Rommie wrote:FZ, yes, eventually the sun is going to run out too I hear.
There are finite resources on our planet for sure, but I think it's a stretch to say we have reached a point to say they are definitely finite. Just look at the tar sands in Alberta- we knew they were there for decades, just had no good way to refine the oil. Look at Japan, which basically started an expansionist policy a century ago because of the lack of resources in their own country- not growing as much as in the early 90s (when I remember "teach your kids Japanese!" was the "teach your kids Chinese!" battle cry you hear today), but still plenty going on in the knowledge economy.
So we agree that resources are finite, now it's more a question of when they will run out not if they will.
Just to be different because it's me, I propose that the resources themselves are not the only issue.
There is only a finite amount of CO2 we can dump in the atmosphere before we change climate to our own detriment.

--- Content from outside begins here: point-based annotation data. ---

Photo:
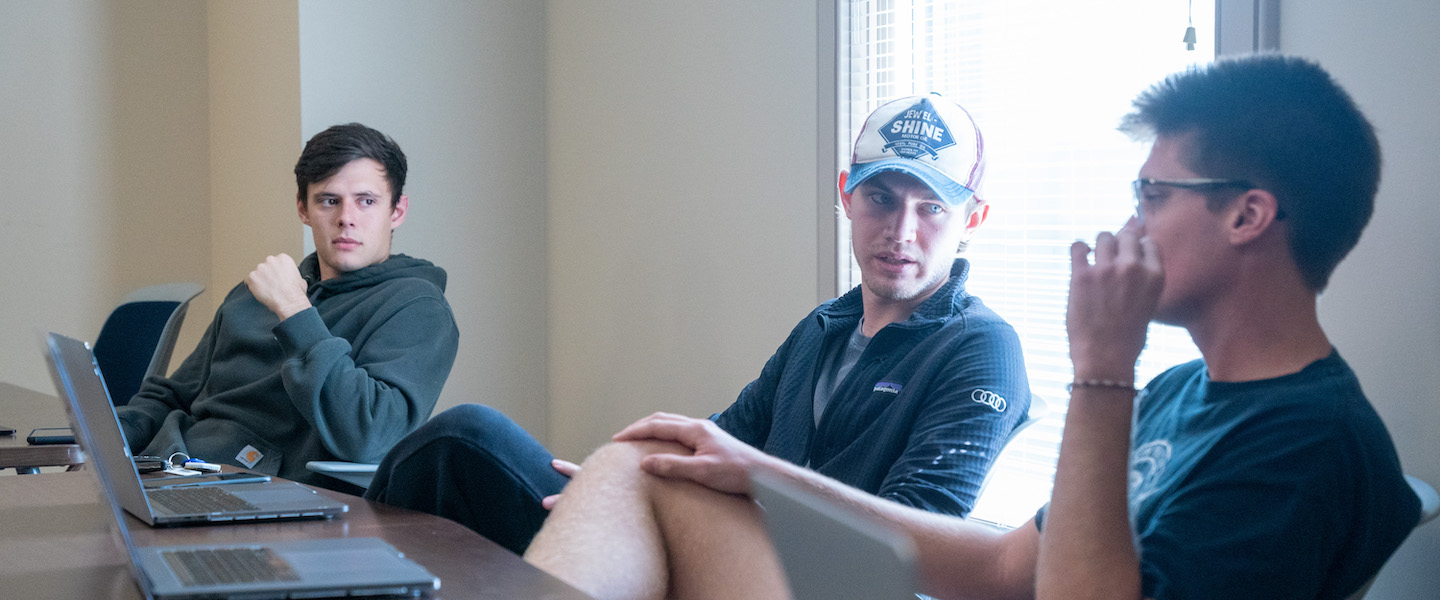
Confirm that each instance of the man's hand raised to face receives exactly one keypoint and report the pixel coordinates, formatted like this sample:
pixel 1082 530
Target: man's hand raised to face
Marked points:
pixel 1112 302
pixel 278 285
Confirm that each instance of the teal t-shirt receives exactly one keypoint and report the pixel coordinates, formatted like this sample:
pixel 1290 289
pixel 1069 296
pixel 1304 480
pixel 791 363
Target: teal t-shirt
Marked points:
pixel 1283 488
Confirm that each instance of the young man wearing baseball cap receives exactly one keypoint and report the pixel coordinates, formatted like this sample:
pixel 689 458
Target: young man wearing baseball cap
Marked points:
pixel 1256 472
pixel 905 387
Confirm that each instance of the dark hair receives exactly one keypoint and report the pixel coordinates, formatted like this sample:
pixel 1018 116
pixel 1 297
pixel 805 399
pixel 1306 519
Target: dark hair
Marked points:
pixel 1282 124
pixel 330 150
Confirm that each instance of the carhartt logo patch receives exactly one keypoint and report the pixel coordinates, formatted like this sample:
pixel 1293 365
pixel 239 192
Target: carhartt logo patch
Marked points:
pixel 889 387
pixel 918 131
pixel 249 456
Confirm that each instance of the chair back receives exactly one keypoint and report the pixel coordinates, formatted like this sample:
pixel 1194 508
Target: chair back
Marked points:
pixel 140 335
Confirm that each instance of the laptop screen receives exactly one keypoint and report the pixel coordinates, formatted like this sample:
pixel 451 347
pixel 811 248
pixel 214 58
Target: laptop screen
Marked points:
pixel 75 373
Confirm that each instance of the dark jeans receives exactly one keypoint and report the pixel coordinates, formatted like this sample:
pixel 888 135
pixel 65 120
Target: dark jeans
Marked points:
pixel 475 466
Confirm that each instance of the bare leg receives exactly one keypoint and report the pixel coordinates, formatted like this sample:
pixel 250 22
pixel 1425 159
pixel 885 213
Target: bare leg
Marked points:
pixel 619 533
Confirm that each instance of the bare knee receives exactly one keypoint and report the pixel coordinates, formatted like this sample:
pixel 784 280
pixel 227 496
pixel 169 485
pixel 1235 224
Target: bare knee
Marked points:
pixel 627 455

We can have as much oil reserves as we want but, once the point is reached where it would be devastating to the ecology of our little planet if we use it, we can either, no longer use it, destroy the climate by ignoring it, or we have to limit its use.
Suddenly those huge reserves don't seem to be that large anymore and we hit the wall of what it mean to have finite resources.
Rommie wrote:Speaking of Asia, it's a very neat place to visit lately that reminds me of visiting Hungary after communism ended- everywhere building, everywhere things are "new" and people excited to join the middle class. Just because a family in China can now afford a motor scooter doesn't mean there is a finite number of them in the world and you took that scooter away from another family, right? That would be a bizarre school of economics.
See above.
Like my little sarcasm about aliens, I actually want there to be fair access to the resources for everyone.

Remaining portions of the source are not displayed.